Deux économies parallèles suivent des règles différentes : celle du quotidien et l’économie financière. Ces deux univers vont bientôt se télescoper…
Comment se fait-il que tout le nouveau pouvoir d’achat, fondé sur le crédit, n’ait pas déclenché une envolée des prix, demandions-nous hier ?
Le pouvoir d’achat doit bien aller quelque part. Oui, mais où ? Réponse simple : il est allé quelque part… mais pas à Detroit (Michigan), ni à Donora (Pennsylvanie).
Il existe une économie du quotidien et une économie financière, les prix à la consommation et les prix liés aux capitaux (actions, obligations, immobilier, etc.). Les prix à la consommation n’ont pas augmenté pour deux raisons.
- Premièrement, les ménages n’avaient pas d’argent à dépenser : leurs revenus ont stagné.
- Deuxièmement, lorsqu’ils ont dépensé, c’était pour acheter des gadgets provenant de Chine. La masse monétaire américaine a augmenté, mais une grande partie est allée à l’étranger, où elle a créé une expansion de la production, des infrastructures et de l’immobilier.

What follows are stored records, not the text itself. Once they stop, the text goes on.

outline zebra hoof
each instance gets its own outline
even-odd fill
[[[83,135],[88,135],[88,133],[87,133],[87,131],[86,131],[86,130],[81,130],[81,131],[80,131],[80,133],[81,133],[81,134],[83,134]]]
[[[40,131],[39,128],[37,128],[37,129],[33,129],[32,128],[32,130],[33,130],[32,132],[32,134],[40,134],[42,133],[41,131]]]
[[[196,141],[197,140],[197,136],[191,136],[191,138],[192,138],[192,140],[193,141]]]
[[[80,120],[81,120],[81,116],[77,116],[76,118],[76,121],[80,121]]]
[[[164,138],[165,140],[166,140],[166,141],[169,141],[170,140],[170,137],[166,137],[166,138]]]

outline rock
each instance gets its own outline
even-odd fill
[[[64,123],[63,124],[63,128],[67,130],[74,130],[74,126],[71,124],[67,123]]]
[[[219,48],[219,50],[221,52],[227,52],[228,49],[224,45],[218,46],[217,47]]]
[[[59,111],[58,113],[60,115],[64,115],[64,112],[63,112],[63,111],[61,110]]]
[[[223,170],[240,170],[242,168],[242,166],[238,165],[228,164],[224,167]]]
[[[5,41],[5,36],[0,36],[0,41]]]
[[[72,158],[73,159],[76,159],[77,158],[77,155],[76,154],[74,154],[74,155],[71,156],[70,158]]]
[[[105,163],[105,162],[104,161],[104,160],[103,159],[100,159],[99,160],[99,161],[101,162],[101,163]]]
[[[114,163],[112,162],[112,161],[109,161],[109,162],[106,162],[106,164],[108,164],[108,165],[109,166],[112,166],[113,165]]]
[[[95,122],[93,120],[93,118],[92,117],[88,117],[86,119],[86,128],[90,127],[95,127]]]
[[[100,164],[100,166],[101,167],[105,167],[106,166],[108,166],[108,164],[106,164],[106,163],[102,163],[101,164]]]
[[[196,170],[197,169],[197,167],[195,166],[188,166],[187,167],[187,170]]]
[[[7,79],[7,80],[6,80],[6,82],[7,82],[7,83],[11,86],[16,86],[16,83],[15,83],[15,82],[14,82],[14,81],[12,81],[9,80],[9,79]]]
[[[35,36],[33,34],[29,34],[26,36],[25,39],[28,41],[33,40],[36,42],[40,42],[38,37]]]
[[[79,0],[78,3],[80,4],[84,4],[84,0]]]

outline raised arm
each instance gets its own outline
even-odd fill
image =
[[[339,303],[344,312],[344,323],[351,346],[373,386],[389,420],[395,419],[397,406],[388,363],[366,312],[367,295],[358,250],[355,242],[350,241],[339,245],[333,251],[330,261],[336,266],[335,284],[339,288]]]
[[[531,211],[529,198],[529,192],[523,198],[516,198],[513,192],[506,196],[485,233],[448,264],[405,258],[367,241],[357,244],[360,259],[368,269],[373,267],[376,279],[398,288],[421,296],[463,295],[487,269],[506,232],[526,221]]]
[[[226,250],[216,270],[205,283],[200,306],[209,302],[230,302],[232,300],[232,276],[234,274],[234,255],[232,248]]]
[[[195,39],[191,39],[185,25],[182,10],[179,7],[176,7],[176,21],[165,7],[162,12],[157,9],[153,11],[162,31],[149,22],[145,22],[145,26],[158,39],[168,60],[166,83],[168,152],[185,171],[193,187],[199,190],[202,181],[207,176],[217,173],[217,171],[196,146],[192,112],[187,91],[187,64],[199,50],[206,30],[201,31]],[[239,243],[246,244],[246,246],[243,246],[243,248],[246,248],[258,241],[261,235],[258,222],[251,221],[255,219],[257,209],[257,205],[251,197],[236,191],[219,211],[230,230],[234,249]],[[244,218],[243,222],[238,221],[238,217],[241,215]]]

Ce raz-de-marée de nouveaux crédits a créé un boom à Wall Street également – le siège de l’économie financière – où les cours des marchés actions ont été multipliés par 22 depuis 1980.
Cela représente un gain de 2 200%. Des actions achetées un dollar en 1980 coûtent désormais 22 $.
Si les prix des logements avaient autant augmenté, le logement moyen coûterait 1 320 000 $ aux Etats-Unis aujourd’hui. Au lieu de cela, il coûte environ 300 000 $.
On ne trouve des logements se vendant en moyenne 1 320 000 $ que dans ces quartiers résidentiels où vivent les gens de Wall Street, par exemple.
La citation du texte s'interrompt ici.